June 4, 2019 / 12:41 PM / 5 months ago

Les cheminots dénoncent la "violence" de la restructuration SNCF

PARIS, 4 juin (Reuters) - Les quatre syndicats de cheminots à l’origine de trois mois de grève par intermittence en 2018, ont appelé mardi à manifester pour dénoncer les conditions de réorganisation du groupe, dignes, selon certains, d’un scandale “France Télécom”.

La CGT-Cheminots, l’UNSA Ferroviaire, Sud-Rail et la CFDT-Cheminots pointent du doigt les difficultés de la mise en oeuvre de la réforme votée en 2018 qui prépare le groupe à l’ouverture à la concurrence pour 2020, met fin au recrutement des salariés au statut du cheminot et permet le rachat d’une partie de la dette par l’Etat.

“On est dans une réorganisation de la production de la SNCF qui veut faire de la productivité par rapport à la perspective de l’ouverture à la concurrence, ce qui met le corps social en inquiétude”, a déclaré à Reuters le secrétaire général UNSA Ferroviaire.

Il évoque les suppressions d’emplois, la fermeture de guichets, les négociations sur la nouvelle convention collective “qui n’avancent pas”. Cette convention doit notamment définir la rémunération et la classification des cheminots nouvellement embauchés.

Cette incertitude sur l’avenir du secteur “engendre de la souffrance au travail, couplée avec un management particulièrement abrupt et dépourvu de politique humaine”, peut-on lire dans une lettre adressée le mois dernier au Premier ministre par les quatre organisations.

UNE VINGTAINE DE SUICIDES SELON SUD-RAIL

Sud-Rail parle d’une vingtaine de suicides depuis le début de l’année en lien avec la restructuration, dont un la semaine dernière d’une personne dont le poste a été supprimé.

“On voit bien que l’entreprise sait que le management et la réorganisation qui sont à l’oeuvre sont toxiques pour les salariés”, a déclaré le secrétaire général du syndicat Eric Meyer sur RTL.

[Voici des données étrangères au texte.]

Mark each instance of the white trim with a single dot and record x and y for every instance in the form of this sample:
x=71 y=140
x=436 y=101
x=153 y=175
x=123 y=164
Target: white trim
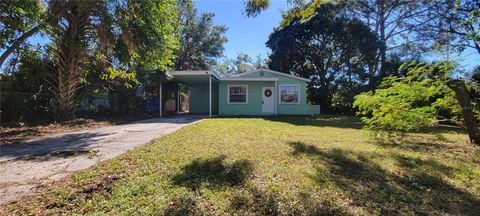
x=160 y=105
x=280 y=94
x=274 y=72
x=263 y=102
x=228 y=94
x=191 y=72
x=275 y=99
x=247 y=79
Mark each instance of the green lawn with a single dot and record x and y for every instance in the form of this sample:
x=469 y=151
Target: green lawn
x=282 y=165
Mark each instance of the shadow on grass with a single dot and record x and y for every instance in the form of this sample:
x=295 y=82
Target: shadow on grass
x=214 y=173
x=418 y=189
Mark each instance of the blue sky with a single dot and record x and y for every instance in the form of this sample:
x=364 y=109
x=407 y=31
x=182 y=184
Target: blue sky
x=245 y=34
x=249 y=34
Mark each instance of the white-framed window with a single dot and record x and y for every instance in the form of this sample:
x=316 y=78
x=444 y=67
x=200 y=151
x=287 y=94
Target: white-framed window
x=289 y=94
x=237 y=94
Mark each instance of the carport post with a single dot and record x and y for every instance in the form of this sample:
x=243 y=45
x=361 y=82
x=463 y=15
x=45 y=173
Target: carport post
x=160 y=97
x=210 y=96
x=178 y=100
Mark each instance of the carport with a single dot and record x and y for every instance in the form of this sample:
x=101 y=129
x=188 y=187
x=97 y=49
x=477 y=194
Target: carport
x=203 y=88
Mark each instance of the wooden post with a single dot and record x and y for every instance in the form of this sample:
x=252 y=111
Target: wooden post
x=210 y=96
x=160 y=101
x=461 y=92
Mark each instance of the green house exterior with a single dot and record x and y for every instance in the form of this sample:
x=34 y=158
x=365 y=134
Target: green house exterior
x=259 y=92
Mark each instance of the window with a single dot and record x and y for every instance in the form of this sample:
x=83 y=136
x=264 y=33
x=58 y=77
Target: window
x=289 y=94
x=237 y=94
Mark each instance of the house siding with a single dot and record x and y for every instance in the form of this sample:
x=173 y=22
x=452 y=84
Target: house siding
x=254 y=102
x=254 y=98
x=199 y=99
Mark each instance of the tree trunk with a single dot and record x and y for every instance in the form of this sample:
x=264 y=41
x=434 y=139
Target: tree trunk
x=458 y=86
x=18 y=42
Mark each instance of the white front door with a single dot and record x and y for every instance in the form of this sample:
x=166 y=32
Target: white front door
x=268 y=100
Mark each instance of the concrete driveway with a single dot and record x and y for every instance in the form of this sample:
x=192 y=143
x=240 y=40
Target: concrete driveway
x=25 y=166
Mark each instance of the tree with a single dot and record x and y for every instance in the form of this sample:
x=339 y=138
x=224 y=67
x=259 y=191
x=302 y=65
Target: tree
x=201 y=41
x=426 y=97
x=240 y=64
x=23 y=19
x=393 y=21
x=329 y=48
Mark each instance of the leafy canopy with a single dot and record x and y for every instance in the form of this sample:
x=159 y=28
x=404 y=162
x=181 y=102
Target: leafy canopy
x=420 y=99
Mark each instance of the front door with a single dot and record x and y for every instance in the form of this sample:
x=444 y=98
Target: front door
x=268 y=101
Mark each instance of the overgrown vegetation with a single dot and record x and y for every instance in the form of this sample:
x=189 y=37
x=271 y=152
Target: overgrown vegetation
x=115 y=51
x=278 y=165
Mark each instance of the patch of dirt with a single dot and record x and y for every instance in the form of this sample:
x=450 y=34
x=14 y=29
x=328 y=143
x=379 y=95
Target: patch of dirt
x=59 y=154
x=21 y=133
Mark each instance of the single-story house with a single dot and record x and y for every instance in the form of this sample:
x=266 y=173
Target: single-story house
x=259 y=92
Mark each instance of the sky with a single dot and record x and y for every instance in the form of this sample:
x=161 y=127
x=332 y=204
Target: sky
x=245 y=34
x=249 y=34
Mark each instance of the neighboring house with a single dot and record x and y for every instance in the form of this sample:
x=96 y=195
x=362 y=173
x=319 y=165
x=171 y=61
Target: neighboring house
x=259 y=92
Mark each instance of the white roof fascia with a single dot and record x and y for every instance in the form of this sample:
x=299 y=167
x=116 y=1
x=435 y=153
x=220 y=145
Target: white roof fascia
x=195 y=72
x=274 y=72
x=248 y=79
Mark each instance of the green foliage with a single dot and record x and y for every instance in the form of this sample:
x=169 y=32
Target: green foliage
x=24 y=94
x=254 y=7
x=275 y=166
x=148 y=35
x=330 y=48
x=421 y=99
x=201 y=40
x=453 y=23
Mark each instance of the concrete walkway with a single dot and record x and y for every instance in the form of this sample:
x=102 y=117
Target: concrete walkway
x=25 y=166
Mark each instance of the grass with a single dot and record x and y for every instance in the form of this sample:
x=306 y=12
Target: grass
x=271 y=166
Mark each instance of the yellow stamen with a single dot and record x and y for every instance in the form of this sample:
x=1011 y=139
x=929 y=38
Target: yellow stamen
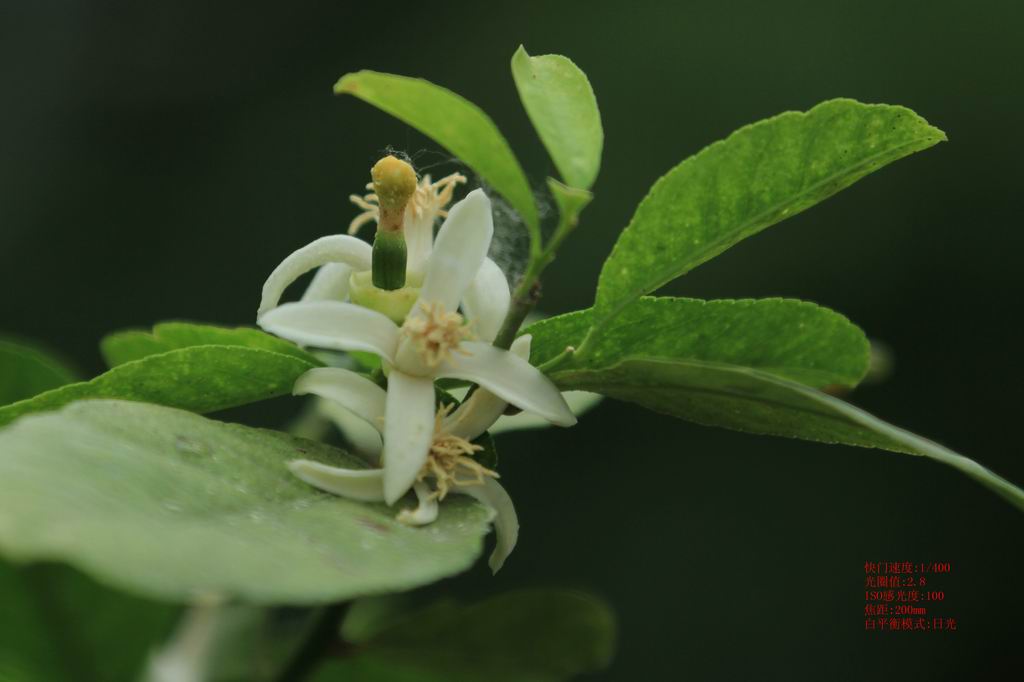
x=451 y=455
x=429 y=199
x=436 y=333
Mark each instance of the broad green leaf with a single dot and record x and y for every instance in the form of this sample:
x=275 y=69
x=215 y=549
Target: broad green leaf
x=26 y=371
x=453 y=122
x=57 y=625
x=794 y=339
x=197 y=378
x=758 y=176
x=524 y=636
x=761 y=398
x=121 y=347
x=561 y=105
x=171 y=505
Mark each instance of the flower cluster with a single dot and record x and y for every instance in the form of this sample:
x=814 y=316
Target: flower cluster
x=438 y=326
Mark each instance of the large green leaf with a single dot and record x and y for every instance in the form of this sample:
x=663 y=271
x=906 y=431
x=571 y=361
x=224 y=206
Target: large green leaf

Il compare ces méthodes à celles de la direction de France Télécom, qui, entre 2006 et 2010, a mis en place un plan de restructuration soupçonné d’être à l’origine d’une vague de suicides. “Au prix de combien de morts devra-t-on faire arrêter des restructurations si elles sont mauvaises?”, dit-il.

Le président du directoire de la SNCF, Guillaume Pepy, a admis à la mi-mai qu’il y avait de nombreuses inquiétudes au sein du personnel.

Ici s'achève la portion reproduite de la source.